Waiting To Be Rescued

               For example, Vice-President Pence has been inoculated.  Joe Biden is due to receive one this coming week, although I think you could pump him with oatmeal and he wouldn’t know the difference.

                Like an early Christmas present, the first doses of the Chinese Flu vaccine have arrived.  The media is putting on quite a propaganda show as the first, at least with the Pfizer dose, of two injections are delivered.  Priority is, I would think obviously, being given to health care workers.  A selected few, though, are getting their “shots,” as well.
 

                The rest of the population will receive theirs in the coming months.  Many doubt whether it’s safe to inject themselves with what is viewed as a rush job.  I, for one, wonder why I would introduce something into my body which is 90% or so effective against a disease with a more than 98% recovery rate.

                Still, it would appear that we’re beginning to see light at the end of the tunnel.  A good thing, even though some knuckleheads caution that we still should wear face diapers (i.e., masks), observe social distances, and close everything but Target and Walmart.

                Incidentally, I predict that, if Idiot Joe and Chlamydia Harris do wind up in the White House, this kind of talk will largely disappear.

                At any rate, I maintain that, despite the good news of a vaccine, things will get worse before things get better.  I believe that otherwise smart people (although the past nine months have shown me that intelligence among a good portion of society is sorely lacking) will freak out over the [non] dire consequences of coming down with a [non]deadly scourge.

                Why do I think this way, you may ask.  Well, I compare the coming hysteria to what Captain Quint had to say in the movie “Jaws.”  Now, before you “WTF?” me, hear me out.

                In his monologue about the torpedoing of USS Indianapolis and hundreds of his shipmates killed by sharks, Quint mentioned that he was most frightened while waiting his turn.  How cruel would it be, he reasoned, to be cut in half by a shark while he was waiting to be rescued?

                So it is with people who are waiting their turn to be inoculated against the virus.  These spineless cowards are terrified that they will come down with COVID before the “rescue planes” of Pfizer, Moderna, or Johnson & Johnson deliver them.

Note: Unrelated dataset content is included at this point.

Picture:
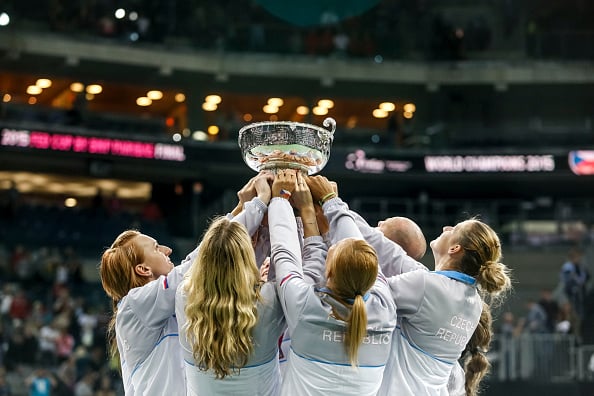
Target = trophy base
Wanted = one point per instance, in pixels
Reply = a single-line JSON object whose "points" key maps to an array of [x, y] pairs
{"points": [[274, 165]]}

                As a result, many will insist on any number of draconian measures by their government to protect them from a disease which has killed people, to be sure (I’ll not deny that), yet gives them a substantial chance of recovery .  They will gladly surrender their freedoms if they receive assurances that they will never die.  Freedoms that the government will be loathe to return.

                I hope I’m wrong, but the bumbling moron from Scranton has already predicted a “dark winter.”  And no amount of vaccine will convince the unconvinceable that the light is coming.  Escpecially if it has anything to do with Donald Trump.
  

              NOTE:  I included the entire clip of Quint’s monologue.  There’s no need to watch the entire thing, but it’s worth it.  99% of it (you know, like the COVID recovery rate) has nothing to do with the plague that torpedoed (see what I did there?) the Trump presidency. But, it’s a chilling story of an actual event which really was lethal.